Basic System Health Checks#
To confirm that your system is healthy and is correctly configured, check the compute performance and memory bandwidth with some simple benchmarks.
STREAM#
Use the STREAM benchmark to check LPDDR5X memory bandwidth. The following commands download and compile STREAM with a total memory footprint of approximately 2.7 GB, which is sufficient to exceed the L3 cache without excessive runtime.
Note
We recommend GCC version 12.3 or later.
$ wget https://www.cs.virginia.edu/stream/FTP/Code/stream.c
$ gcc -Ofast -mcpu=neoverse-v2 -fopenmp \
-DSTREAM_ARRAY_SIZE=120000000 -DNTIMES=200 \
-o stream_openmp.exe stream.c
To run STREAM, set the number of OpenMP threads (OMP_NUM_THREADS
) according to the following example. To distribute the threads evenly over all available cores and maximize bandwidth, use OMP_PROC_BIND=spread
.
$ OMP_NUM_THREADS={THREADS} OMP_PROC_BIND=spread ./stream_openmp.exe
System bandwidth is proportional to the memory capacity. Locate your system’s memory capacity in the following table and use the given parameters to generate the expected score for STREAM TRIAD. For example, when running on a Grace-Hopper Superchip with a memory capacity of 120 GB, this command will score at least 450 GB/s in STREAM TRIAD:
$ OMP_NUM_THREADS=72 OMP_PROC_BIND=spread ./stream_openmp.exe
Similarly, the following command will score at least 900 GB/s in STREAM TRIAD on a Grace CPU Superchip with a memory capacity of 240 GB:
$ OMP_NUM_THREADS=144 OMP_PROC_BIND=spread numactl -m0,1 ./stream_openmp.exe
Superchip |
Capacity (GB) |
NUM_THREADS** |
Values |
---|---|---|---|
Grace-Hopper |
120 |
72 |
450+ |
Grace-Hopper |
480 |
72 |
340+ |
Grace CPU |
240 |
144 |
900+ |
Grace CPU |
480 |
144 |
900+ |
Grace CPU |
960 |
144 |
680+ |
$ OMP_NUM_THREADS=72 OMP_PROC_BIND=spread numactl -m0,1 ./stream_openmp.exe
-------------------------------------------------------------
STREAM version $Revision: 5.10 $
-------------------------------------------------------------
This system uses 8 bytes per array element.

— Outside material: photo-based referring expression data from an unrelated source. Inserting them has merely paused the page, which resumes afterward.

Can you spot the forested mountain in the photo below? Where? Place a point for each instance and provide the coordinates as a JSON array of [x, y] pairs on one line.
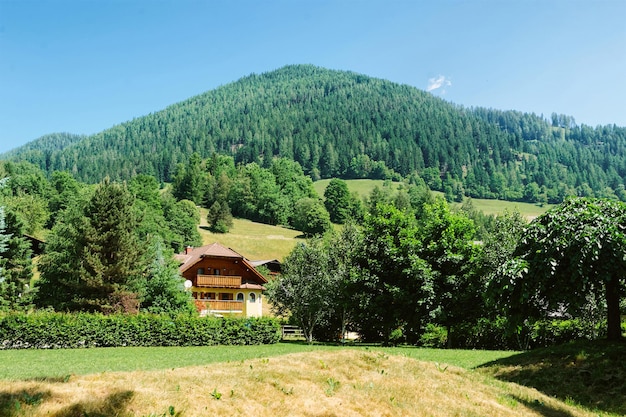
[[343, 124]]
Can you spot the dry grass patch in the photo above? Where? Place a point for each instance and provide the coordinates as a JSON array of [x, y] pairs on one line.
[[343, 383]]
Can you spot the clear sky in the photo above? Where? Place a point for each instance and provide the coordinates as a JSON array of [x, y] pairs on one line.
[[82, 66]]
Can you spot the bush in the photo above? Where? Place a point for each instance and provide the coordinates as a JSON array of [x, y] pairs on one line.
[[48, 330]]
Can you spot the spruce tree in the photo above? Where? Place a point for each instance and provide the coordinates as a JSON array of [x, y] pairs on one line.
[[112, 252]]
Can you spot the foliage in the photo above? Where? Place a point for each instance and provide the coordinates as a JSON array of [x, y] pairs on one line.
[[96, 260], [347, 125], [447, 247], [302, 290], [395, 288], [570, 257], [163, 290], [16, 268], [219, 218], [337, 201], [47, 330], [589, 374]]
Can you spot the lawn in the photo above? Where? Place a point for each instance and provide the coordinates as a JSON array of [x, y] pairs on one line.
[[58, 363], [289, 379]]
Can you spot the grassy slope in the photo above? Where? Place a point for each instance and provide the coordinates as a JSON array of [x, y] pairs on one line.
[[317, 381], [258, 241], [255, 241], [365, 187]]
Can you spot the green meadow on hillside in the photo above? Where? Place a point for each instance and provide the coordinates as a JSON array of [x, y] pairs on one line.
[[258, 241], [255, 241], [364, 188]]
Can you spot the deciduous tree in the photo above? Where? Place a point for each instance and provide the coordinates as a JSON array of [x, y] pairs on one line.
[[567, 255]]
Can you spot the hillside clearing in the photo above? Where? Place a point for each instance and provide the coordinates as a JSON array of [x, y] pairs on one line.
[[255, 241], [323, 383], [364, 188]]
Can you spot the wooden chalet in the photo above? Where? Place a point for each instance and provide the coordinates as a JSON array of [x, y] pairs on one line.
[[223, 282]]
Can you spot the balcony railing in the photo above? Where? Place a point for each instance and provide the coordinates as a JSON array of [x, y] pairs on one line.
[[218, 281], [224, 305]]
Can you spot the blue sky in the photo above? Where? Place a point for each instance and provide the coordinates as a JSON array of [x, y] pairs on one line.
[[82, 66]]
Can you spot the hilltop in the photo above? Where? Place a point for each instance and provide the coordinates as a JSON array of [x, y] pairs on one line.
[[348, 125]]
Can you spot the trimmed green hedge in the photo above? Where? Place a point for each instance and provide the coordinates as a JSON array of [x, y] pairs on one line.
[[48, 330]]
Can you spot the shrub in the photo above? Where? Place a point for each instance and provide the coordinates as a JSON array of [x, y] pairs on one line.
[[48, 330]]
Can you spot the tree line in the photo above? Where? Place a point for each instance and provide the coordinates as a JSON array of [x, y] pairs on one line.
[[405, 267], [109, 247], [339, 124], [416, 274]]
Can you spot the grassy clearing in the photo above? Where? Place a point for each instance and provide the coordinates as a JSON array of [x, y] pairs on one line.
[[57, 364], [589, 374], [364, 188], [255, 241], [324, 382]]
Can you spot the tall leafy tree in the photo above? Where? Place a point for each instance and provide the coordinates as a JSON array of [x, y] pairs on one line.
[[448, 248], [395, 288], [304, 288], [15, 263], [162, 290], [567, 255]]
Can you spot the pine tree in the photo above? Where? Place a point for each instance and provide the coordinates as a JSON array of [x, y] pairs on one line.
[[112, 252]]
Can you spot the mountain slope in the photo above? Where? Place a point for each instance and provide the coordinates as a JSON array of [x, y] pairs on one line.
[[343, 124]]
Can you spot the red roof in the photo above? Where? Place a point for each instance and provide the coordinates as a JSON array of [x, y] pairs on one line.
[[214, 250]]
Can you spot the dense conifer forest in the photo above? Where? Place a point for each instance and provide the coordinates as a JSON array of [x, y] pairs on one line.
[[347, 125]]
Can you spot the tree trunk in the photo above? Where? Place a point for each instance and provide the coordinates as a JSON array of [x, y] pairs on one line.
[[613, 318]]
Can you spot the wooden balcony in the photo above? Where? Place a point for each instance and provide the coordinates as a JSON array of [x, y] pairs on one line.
[[225, 305], [218, 281]]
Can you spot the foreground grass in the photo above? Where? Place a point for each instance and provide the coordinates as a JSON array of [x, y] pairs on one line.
[[323, 381], [58, 364], [589, 374]]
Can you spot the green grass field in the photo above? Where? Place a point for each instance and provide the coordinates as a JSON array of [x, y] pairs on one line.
[[589, 377], [57, 364], [255, 241], [258, 241], [364, 188]]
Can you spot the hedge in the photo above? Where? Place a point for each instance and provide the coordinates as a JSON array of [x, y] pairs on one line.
[[49, 330]]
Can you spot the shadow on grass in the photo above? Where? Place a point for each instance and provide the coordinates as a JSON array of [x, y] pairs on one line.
[[18, 403], [25, 402], [591, 374], [542, 409]]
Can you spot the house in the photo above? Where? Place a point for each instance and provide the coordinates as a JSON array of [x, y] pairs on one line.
[[222, 281]]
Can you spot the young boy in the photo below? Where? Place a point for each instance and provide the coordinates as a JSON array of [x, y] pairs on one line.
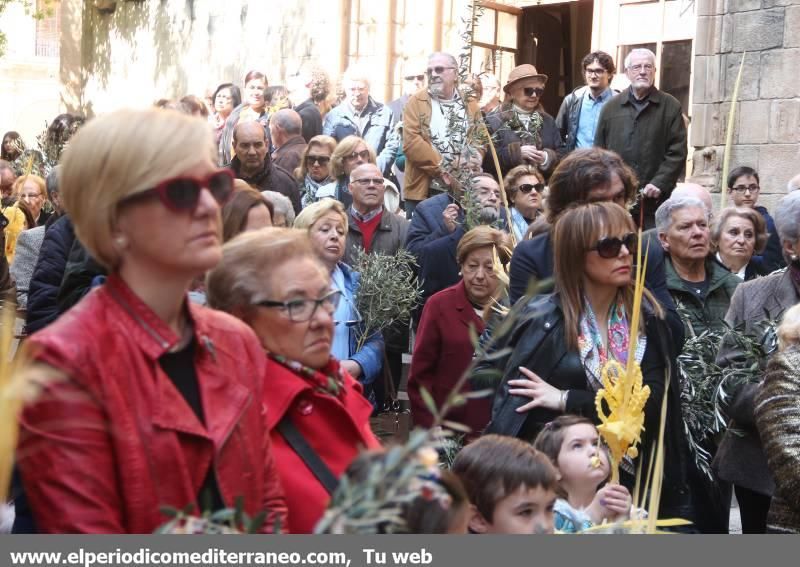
[[511, 485]]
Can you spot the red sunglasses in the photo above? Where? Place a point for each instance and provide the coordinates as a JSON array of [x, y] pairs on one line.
[[181, 194]]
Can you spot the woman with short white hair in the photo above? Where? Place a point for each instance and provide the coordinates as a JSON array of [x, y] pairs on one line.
[[274, 281], [740, 459], [326, 223], [155, 400]]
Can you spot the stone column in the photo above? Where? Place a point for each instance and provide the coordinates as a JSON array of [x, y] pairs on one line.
[[71, 72], [767, 124]]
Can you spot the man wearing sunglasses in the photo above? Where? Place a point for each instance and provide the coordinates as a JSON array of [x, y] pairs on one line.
[[361, 115], [438, 226], [491, 94], [253, 164], [577, 117], [646, 127], [301, 85], [432, 131], [589, 175], [522, 132]]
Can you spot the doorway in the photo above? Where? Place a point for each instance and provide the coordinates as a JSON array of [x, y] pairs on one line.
[[554, 38]]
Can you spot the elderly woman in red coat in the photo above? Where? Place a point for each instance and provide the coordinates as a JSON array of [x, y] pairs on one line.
[[156, 401], [317, 417], [443, 349]]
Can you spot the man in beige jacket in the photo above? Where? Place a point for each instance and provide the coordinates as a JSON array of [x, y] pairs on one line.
[[435, 122]]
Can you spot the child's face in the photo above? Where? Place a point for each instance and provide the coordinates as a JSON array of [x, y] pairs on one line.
[[576, 461], [524, 511]]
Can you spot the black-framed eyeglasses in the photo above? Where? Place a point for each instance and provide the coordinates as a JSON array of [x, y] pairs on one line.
[[322, 160], [439, 69], [528, 187], [181, 194], [367, 181], [353, 314], [363, 154], [302, 310], [531, 91], [745, 188], [610, 247]]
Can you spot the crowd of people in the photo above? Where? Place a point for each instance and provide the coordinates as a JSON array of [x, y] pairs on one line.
[[187, 276]]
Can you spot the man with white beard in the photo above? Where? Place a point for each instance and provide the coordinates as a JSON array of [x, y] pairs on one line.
[[434, 126], [438, 226]]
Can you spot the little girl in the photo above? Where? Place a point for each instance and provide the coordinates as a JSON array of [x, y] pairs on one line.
[[573, 444]]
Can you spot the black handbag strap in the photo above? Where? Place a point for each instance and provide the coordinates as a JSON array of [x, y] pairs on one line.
[[300, 446], [388, 384]]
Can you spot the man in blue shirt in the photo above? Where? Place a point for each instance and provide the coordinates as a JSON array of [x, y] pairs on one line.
[[577, 117]]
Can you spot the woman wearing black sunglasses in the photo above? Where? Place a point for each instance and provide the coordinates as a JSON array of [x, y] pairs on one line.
[[315, 168], [562, 341], [150, 400], [524, 187], [317, 419], [522, 132]]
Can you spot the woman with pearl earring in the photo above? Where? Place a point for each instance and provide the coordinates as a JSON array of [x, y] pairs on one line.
[[167, 392]]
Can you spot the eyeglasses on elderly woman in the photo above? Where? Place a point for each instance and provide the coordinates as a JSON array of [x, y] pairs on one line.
[[302, 310]]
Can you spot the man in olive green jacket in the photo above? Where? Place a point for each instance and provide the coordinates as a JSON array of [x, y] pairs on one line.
[[645, 126]]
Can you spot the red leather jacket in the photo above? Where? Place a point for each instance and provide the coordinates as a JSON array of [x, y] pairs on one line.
[[104, 449]]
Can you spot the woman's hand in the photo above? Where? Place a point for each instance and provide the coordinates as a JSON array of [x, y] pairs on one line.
[[542, 394], [353, 368], [612, 503]]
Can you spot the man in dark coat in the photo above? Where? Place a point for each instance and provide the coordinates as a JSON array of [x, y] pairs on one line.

-------------------------------------------------------------
Array size = 120000000 (elements), Offset = 0 (elements)
Memory per array = 915.5 MiB (= 0.9 GiB).

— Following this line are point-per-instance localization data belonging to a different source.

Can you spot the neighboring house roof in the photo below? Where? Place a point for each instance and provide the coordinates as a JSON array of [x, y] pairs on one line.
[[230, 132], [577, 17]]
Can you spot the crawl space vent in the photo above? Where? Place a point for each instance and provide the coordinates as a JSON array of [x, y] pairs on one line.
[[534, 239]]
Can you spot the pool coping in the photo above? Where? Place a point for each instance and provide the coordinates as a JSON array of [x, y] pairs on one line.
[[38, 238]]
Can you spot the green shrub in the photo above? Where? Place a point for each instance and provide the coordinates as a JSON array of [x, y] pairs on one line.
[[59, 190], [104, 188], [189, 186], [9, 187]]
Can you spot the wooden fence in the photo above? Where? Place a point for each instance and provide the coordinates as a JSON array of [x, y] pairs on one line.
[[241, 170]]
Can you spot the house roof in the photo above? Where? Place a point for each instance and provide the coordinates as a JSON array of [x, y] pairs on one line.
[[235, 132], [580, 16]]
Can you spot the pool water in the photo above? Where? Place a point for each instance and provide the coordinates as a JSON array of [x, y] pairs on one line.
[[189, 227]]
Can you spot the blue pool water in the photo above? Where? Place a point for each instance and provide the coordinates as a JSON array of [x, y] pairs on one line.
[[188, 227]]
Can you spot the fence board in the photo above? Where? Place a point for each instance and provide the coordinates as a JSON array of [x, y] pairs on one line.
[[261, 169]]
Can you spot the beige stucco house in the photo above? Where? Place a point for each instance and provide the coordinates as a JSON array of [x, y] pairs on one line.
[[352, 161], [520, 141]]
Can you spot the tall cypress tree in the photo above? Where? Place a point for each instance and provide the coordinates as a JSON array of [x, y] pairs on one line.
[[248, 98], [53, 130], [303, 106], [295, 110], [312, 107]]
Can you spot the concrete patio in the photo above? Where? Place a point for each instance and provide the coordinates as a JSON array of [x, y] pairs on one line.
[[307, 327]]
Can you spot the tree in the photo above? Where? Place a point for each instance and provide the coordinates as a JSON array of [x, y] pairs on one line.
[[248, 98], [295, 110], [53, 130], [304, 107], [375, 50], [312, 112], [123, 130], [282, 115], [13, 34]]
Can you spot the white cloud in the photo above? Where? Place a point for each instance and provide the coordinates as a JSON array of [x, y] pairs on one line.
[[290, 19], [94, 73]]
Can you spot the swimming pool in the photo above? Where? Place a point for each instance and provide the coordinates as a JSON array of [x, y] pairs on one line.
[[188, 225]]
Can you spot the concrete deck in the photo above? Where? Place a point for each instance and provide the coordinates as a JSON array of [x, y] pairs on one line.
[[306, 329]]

Total memory required = 2746.6 MiB (= 2.7 GiB).
Each kernel will be executed 200 times.
The *best* time for each kernel (excluding the first iteration) will be used to compute the reported bandwidth.

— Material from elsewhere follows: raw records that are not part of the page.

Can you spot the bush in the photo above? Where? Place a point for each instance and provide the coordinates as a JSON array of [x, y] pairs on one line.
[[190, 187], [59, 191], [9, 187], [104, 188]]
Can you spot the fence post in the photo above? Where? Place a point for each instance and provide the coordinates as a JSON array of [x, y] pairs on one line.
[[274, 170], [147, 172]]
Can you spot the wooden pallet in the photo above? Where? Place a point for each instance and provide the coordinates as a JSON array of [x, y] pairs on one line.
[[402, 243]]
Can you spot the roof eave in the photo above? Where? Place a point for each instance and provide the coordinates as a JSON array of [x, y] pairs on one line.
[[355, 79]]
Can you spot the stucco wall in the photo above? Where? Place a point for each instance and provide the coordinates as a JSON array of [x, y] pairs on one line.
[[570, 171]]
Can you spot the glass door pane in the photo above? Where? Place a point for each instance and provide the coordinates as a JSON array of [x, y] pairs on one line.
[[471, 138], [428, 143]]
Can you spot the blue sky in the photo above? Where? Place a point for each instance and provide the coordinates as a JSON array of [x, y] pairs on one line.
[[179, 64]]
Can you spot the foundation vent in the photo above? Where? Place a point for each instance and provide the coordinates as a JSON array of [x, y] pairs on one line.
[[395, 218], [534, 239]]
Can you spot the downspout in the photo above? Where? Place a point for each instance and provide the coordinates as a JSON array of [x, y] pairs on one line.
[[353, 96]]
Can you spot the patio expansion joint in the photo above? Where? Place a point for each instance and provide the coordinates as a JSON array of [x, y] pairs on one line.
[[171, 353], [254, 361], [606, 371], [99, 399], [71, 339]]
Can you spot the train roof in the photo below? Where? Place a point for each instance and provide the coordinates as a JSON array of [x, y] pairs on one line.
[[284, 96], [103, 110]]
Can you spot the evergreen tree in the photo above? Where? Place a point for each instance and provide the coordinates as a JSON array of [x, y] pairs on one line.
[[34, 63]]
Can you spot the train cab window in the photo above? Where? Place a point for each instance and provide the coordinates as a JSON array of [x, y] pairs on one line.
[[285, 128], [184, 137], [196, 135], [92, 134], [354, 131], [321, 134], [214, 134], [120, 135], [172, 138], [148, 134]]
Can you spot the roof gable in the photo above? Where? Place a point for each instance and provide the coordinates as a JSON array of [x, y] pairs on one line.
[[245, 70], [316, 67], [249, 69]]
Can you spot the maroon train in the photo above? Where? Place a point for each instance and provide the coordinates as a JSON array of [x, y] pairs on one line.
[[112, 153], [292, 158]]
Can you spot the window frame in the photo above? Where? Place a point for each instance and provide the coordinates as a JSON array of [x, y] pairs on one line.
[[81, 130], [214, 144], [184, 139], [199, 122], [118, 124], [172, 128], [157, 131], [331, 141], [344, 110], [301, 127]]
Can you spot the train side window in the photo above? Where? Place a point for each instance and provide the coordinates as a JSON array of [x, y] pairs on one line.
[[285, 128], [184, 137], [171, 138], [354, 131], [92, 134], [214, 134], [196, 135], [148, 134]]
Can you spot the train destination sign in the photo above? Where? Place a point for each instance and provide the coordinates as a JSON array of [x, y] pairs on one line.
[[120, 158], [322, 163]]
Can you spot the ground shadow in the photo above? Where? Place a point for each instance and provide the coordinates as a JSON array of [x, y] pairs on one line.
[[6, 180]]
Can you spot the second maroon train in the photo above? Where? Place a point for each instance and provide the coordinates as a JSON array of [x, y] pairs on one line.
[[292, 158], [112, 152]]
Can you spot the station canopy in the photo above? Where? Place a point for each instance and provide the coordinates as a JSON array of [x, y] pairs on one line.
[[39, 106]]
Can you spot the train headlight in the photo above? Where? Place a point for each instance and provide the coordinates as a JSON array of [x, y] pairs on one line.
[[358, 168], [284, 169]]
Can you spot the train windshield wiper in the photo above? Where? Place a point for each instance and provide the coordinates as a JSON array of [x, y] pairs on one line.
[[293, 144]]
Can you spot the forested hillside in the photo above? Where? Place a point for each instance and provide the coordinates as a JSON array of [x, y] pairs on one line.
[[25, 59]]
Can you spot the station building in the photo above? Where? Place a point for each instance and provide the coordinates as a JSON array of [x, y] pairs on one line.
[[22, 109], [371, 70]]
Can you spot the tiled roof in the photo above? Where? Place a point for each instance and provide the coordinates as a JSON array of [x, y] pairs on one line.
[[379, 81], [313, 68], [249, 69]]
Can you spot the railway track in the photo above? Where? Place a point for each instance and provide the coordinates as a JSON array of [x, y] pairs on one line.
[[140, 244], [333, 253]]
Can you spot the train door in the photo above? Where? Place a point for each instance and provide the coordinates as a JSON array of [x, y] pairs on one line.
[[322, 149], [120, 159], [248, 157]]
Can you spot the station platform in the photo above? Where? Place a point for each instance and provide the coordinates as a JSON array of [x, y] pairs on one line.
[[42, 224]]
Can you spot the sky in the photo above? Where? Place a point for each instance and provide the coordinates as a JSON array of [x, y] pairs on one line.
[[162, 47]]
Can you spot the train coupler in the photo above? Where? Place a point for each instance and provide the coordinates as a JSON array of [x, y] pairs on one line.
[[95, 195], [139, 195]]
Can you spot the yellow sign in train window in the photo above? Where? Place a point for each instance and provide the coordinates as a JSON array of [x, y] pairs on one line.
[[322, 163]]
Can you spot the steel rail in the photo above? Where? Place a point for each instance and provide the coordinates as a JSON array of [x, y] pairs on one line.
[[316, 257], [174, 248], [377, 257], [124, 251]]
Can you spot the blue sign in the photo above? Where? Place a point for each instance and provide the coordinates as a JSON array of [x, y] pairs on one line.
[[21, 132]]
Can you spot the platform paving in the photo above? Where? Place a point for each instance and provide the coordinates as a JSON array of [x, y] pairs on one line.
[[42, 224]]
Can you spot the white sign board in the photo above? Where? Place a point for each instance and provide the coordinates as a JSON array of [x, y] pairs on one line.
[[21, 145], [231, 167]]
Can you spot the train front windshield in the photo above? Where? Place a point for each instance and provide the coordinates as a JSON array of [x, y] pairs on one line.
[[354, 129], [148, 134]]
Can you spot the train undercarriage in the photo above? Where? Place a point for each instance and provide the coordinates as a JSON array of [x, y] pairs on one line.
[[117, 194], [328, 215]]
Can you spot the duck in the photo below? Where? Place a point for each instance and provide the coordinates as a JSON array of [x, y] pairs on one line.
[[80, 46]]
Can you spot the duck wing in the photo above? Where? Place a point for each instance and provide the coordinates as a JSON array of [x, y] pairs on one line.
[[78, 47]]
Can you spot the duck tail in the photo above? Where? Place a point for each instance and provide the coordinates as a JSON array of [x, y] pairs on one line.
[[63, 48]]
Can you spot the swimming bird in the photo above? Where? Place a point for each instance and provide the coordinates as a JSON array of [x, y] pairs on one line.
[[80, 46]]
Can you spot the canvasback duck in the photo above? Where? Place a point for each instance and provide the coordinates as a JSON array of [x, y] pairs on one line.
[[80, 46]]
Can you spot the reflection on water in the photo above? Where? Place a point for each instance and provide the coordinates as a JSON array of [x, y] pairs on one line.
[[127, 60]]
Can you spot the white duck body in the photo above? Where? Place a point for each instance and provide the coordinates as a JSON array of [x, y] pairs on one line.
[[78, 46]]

-------------------------------------------------------------
Number of Threads requested = 72
Number of Threads counted = 72
-------------------------------------------------------------
Your clock granularity/precision appears to be 1 microseconds.
Each test below will take on the order of 2927 microseconds.
(= 2927 clock ticks)
Increase the size of the arrays if this shows that you are not getting at least 20 clock ticks per test.
-------------------------------------------------------------
WARNING -- The above is only a rough guideline. For best results, please be sure you know the precision of your system timer.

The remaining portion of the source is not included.